The most obvious culprit for the confusion is a fund industry that has purposely created mysterious share classes and fee structures. Obscuring the sales fees paid by the investor (AKA: mark) helps the brokers who sell the funds avoid having to answer uncomfortable questions, and ultimately increases assets under management.
But figuring out if a fund you are interested in comes with a load isn't t that tough. Read below for some warning sings that a fund on your shopping list might come with an unpleasant surprise.
A sales person, accountant, bank employee, broker, advisor, or other "expert" recommends the fund to you
Load funds are generally sold, not bought, meaning somebody on commission is recommending them to get a commission paid by the fund company that comes directly out of your investment. Make sure to read any and all literature associated with a fund your broker is recommending you buy.
Somebody is "affiliated" or on "record" or a "representative" with your account
When you fill out an application for a load fund, often there is the name or code of a salesperson so the fund company knows who to send a check to.
The fund has a letter after the name, like Super Growth Fund "A", "B", or "C"
While there are exceptions to this naming rule, load funds come in various share classes of the same fund, all with a different sales fee structure to deal with different kinds of customers. Traditionally, "A", "B", and "C" share classes are the ones to watch out for, but "Adv" classes can have higher fees to compensate advisors selling the fund to you, and some funds have introduced bizarre classes like "T" or "Y". Note: some letters or letter combinations, like "Inv" or "I" often denote a retail no-load class, or a no-load institutional class available to retirement plan investors.
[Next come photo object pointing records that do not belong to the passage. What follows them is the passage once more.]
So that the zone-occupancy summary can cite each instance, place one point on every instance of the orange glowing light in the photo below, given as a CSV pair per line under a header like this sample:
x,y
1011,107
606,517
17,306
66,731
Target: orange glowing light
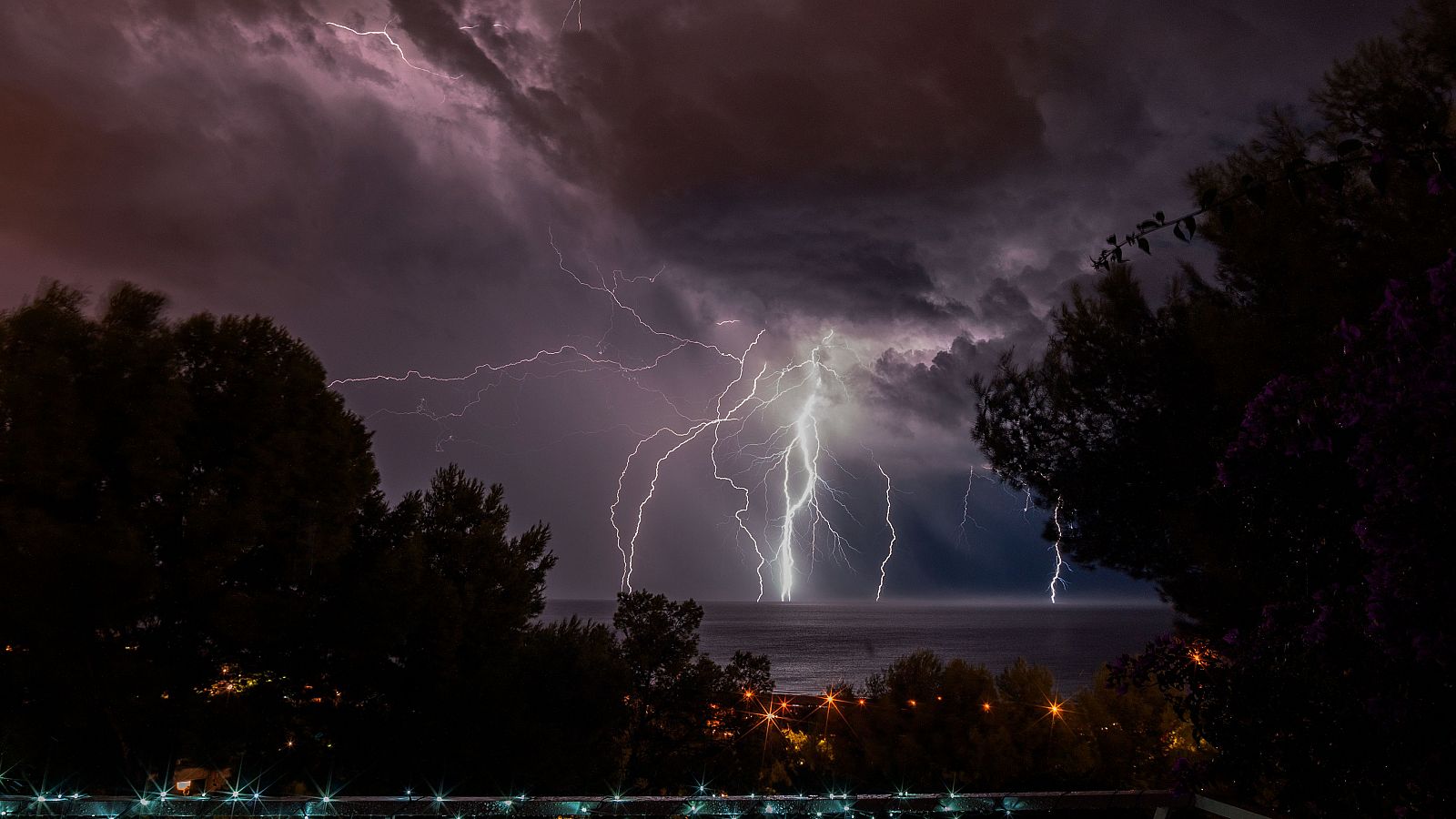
x,y
1056,709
The fund has a 12b-1 fee of over .25%
While you generally will have to dig into the prospectus to find out this number, the 12b-1 fee is a good indication of whether you are buying a load fund or no-load fund. No-load funds can not call themselves "no-load" if they charge 12b-1 fees in excess of .25%. Most load funds, particularly "B" and "C" class load funds have 1% per year 12b-1 fees on top of the fund management fees that are used to pay commissions to salespeople year in and year out. That's why "B" class mutual funds are often the "gift that keeps on giving" to a broker who sells you on it.
The fund has a total annual expense ratio of over 2%
While there is (sadly) no rule about total expense ratios and load and no-load status, funds with a total expense ratio over 2% per year are generally "B" class load funds, largely because of higher 12b-1 fees (see above). Regardless, you don't want to own any fund, load or no-load, with a total expense ratio of over 2% each year, so it doesn't really matter anyway.
The fund does not mention "no-load" in sales literature
While the broker or planner may mislead you about a fund being "no-front-end-load", your "not having to pay any sales loads out of your money up front" or some other gibberish, any prospectus or literature for a load fund will never say in writing it is a "no-load" fund as the term has certain requirements to be used. Most no-load funds brag about it in their literature, so be suspicious of any fund that doesn't mention it's "no-load" status prominently.
Just ask
"Would the SEC allow you to call this a no-load mutual fund?" to any person or fund company behind a fund you are looking into, this question is sure to get an honest response. There are two reasons we like to word the question this way, 1) The use of the term "SEC" or Securities and Exchange Commission, snaps unscrupulous salespeople out of "closing" mode and into "better watch what I say" mode, and 2) we can't tell you how many times we worded the question "is this a no-load fund" only to get an obtuse response like "the fund is sold without a front-end sales load" which is technically correct if the fund is a "B" or "C" class load fund, but clearly dodges the question at hand.